私は背後から急に怒鳴られてポカーンとなっていたが、徐々に悲しくなって、戻ってきたAちゃんに涙を見られないよううつむいて草むしりを続けた。もう後ろには草を投げずに。

Aちゃんは「もうやめちゃうの?面白かったのにー!」とブーブー言いつつ、私の隣にきて一緒に草むしりを始めた。



もう30年も前の出来事だが、あの時のシチュエーション、教頭の言葉、表情は鮮明に記憶に残っている。

悲しかったのは、私なりに一生懸命良かれと思って行った行動が誤解され、さらに家族まで否定されたような言葉をかけられたこと。

今でも悲しくなる記憶の1つだ。






今朝、登校前に歯磨きしていた長男アキ。うがいが終わったあとも寝癖を気にして洗面所を陣取っていた。順番を待っていたコトが痺れをきらしてアキの前に入り込むと、アキがその頭上から歯ブラシに付いた水滴を振り切った。水滴は鏡とコトの頭にも降りかかる。

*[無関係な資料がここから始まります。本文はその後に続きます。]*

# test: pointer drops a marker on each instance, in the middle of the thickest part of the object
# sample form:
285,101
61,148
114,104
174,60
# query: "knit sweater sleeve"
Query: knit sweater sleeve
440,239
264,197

その様子を見ていた私は怒り、「なんでわざわざコトの頭上でやるのよ!鏡も汚して!」と言うと、アキは「ごめんなさい、拭くね」とこれまた近くにあったコトの顔拭きタオルで鏡を拭いた。

それを見てコトが泣き出し、アキもしまった!と言う顔をしたが時すでに遅し。時間もなく焦る気持ちも相まって、私はまたまたやってしまった。


あんたわざとでしょ。

歯ブラシの水も、タオルも!

洗面所割り込まれたからって、妹にそんな嫌がらせするんじゃないよ!






それを聞いたアキの顔つきが変わった。

そして、

「そんなつもりなかったよ。……決めつけんなよ。」と、つぶやくように言って、黙ってランドセル背負って家を出た。

いつもなら、どんな時でも「行ってきまーす!」と言って出かけるのに。。



その時、私はあの草むしりの件を思い出した。私もあの時思った。「勝手に決めつけんなよ」って。なのに、同じことをアキにしてしまった。

さっきの私、あの時の教頭先生と同じ顔してた違いない。

自分はあの時のことをトラウマに感じてるくせに、息子に同じ思いをさせてしまった。



悲しいよね。





アキの後ろ姿を思い出して胸が詰まる。




塾から帰宅したら、きちんと謝ろう。